(651e) Benchmarking Solvation Effects for Electroreduction of CO over Cu-Based Catalysts

The electrocatalytic reduction of CO₂ to CO and other chemical compounds contributes to a clean and sustainable energy future. The current theoretical understanding of the reaction on Cu is heavily reliant on a simplified electrochemical model, which makes numerous assumptions about the nature of the charged electrode-electrolyte interface. Although varying degrees of solvating environments often stabilize reaction intermediates, there is little consensus on how to adequately describe solvation in modeling these chemical processes. For accurate and reliable physical models of multistep CO reduction reaction, descriptions of interfacial dielectric field and solvating environment are critical.
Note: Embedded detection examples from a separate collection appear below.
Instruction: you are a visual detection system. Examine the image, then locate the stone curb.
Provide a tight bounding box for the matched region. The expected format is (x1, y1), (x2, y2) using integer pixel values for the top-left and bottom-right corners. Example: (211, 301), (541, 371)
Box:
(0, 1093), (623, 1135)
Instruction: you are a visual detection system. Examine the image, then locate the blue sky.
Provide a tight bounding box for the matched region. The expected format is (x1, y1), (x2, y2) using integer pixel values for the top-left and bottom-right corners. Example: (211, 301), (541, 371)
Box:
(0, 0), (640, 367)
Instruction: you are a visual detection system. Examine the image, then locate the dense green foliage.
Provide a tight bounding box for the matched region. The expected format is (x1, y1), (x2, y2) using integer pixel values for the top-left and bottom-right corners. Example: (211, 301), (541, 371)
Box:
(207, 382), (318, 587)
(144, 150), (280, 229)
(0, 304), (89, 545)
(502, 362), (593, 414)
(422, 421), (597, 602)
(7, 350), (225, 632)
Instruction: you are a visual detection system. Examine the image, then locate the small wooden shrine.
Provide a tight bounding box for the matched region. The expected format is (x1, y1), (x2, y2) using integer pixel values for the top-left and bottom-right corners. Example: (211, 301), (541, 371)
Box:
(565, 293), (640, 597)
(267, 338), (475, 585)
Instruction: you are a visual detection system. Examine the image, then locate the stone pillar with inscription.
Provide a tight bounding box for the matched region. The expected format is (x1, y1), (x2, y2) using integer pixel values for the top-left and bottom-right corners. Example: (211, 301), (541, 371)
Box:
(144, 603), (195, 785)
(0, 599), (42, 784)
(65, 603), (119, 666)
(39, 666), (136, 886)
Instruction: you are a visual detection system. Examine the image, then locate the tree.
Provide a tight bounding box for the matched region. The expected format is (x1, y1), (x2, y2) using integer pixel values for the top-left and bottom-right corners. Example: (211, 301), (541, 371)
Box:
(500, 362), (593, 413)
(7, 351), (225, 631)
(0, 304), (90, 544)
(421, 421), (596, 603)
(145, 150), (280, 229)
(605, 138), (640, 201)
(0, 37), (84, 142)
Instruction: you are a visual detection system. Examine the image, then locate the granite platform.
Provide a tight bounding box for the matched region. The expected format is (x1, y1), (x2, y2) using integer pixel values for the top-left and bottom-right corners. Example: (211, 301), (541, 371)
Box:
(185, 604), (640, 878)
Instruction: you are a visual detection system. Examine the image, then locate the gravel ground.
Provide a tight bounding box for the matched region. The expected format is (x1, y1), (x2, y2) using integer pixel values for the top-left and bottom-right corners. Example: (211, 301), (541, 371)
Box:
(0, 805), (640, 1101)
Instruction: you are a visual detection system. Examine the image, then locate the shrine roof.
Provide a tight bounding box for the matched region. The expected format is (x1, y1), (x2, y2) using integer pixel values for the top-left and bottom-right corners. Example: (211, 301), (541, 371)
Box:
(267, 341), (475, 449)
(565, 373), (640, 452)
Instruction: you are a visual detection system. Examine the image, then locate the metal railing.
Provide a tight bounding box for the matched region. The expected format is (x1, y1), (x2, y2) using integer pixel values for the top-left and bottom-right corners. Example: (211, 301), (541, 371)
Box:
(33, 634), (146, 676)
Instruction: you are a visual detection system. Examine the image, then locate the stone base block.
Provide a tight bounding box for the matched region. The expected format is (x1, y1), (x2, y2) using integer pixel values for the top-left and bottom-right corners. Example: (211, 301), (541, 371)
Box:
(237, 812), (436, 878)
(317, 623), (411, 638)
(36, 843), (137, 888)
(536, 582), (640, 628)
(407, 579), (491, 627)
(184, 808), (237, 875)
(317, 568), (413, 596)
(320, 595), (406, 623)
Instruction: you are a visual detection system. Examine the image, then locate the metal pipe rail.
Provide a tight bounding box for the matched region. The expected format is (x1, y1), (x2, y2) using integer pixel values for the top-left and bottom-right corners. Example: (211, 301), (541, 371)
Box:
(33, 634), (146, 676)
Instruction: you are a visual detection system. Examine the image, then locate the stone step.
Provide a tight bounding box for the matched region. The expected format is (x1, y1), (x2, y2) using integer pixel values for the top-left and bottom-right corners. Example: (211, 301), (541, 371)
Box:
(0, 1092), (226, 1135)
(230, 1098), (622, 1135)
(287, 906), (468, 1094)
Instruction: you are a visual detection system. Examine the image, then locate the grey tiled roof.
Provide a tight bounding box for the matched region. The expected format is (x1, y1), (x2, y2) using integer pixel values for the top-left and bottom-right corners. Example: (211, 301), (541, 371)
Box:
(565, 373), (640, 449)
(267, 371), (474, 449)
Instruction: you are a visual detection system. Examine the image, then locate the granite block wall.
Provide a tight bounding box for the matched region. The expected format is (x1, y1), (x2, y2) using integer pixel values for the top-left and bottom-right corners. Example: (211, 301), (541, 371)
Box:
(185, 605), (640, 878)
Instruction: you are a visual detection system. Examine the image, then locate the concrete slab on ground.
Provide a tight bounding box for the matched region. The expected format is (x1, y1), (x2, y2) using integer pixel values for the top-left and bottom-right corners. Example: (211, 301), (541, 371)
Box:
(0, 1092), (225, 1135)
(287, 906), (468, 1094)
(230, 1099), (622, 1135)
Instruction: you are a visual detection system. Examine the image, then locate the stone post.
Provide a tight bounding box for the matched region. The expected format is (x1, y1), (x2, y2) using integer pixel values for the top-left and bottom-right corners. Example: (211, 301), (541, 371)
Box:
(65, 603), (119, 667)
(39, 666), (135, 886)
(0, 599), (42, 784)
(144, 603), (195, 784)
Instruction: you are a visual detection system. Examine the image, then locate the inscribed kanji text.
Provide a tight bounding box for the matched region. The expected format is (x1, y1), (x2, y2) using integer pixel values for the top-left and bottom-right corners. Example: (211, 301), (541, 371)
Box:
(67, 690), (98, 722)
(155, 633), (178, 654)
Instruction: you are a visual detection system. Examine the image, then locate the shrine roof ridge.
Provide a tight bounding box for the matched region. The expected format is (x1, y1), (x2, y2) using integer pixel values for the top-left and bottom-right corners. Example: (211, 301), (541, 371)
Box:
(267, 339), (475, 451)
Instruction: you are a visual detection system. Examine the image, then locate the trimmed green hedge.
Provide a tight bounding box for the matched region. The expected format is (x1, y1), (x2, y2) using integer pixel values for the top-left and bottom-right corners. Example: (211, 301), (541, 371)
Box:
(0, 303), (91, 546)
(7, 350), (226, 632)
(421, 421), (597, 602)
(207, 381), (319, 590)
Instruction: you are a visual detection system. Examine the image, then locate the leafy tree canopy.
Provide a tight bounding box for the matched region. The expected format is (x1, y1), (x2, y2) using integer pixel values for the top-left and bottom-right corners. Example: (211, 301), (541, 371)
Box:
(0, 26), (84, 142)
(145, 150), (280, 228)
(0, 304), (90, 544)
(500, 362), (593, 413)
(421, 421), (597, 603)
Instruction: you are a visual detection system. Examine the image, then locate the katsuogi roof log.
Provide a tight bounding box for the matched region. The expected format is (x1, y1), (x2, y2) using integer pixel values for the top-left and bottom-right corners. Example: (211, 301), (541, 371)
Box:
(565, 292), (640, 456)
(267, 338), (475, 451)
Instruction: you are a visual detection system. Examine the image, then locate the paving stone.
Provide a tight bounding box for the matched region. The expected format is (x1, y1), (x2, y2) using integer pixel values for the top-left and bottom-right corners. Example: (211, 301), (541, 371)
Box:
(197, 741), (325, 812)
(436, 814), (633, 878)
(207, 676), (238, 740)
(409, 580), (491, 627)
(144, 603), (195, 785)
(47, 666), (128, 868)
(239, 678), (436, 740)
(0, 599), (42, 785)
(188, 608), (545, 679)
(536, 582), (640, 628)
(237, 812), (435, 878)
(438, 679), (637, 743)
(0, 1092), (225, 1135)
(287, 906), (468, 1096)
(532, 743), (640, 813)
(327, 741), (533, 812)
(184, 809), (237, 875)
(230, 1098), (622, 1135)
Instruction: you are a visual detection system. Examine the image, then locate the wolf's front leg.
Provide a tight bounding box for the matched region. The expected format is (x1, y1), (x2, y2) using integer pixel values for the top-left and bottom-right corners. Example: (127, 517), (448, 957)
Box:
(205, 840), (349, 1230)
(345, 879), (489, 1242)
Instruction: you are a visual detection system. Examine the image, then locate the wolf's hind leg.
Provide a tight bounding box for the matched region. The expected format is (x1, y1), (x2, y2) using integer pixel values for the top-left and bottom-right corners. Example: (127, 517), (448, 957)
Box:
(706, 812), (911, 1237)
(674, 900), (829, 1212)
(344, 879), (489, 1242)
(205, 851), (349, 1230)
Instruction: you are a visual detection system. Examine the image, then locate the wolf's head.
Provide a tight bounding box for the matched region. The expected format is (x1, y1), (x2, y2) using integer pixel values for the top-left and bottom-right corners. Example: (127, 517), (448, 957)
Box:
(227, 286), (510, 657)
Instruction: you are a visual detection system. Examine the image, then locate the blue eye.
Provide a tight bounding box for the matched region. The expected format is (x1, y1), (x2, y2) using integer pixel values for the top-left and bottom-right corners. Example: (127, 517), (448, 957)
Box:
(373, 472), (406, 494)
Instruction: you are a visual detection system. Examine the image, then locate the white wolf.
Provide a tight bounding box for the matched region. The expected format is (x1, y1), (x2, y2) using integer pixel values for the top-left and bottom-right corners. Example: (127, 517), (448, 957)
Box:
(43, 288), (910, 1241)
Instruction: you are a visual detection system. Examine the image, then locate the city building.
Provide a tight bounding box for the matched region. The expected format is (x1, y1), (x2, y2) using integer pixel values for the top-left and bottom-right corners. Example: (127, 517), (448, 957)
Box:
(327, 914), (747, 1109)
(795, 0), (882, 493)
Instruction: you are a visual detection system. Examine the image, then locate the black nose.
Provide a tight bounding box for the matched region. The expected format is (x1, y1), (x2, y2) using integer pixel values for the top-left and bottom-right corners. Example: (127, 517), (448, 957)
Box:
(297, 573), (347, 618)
This work reformulates Nørskov's Computational Hydrogen Electrode (CHE) model, which treats electrochemical reactions as coupled proton-electron transfer events, where the effect of electric field on adsorption energies was neglected. We benchmark explicit, implicit, and hybrid explicit/implicit solvation techniques applied to a multistep CO reduction mechanism. In addition to explicit solvent model of the metal-electrolyte interface, we also tested VASPsol's implicit solvation treatment, which treats the electrolyte as a dielectric continuum. Lastly, the hybrid solvation scheme is implemented in a recently developed DFT–continuum technique based on the effective screening medium method and the reference interaction site model (ESM-RISM). A potential-dependent electric field effect was validated across all three solvation treatments (Figure 1). The implications including reasons for visible differences and limitations of these solvation models will be discussed, without limiting to the current system but also for other reaction mechanisms. We also present the microkinetic reaction rates from these three models and compare them to experimental measurements. This work highlights the critical need for integrating energy contributions from electric field and solvation effects into the existing electrochemistry models. This work is funded through CRADA agreement between LLNL, Stanford University, TOTAL.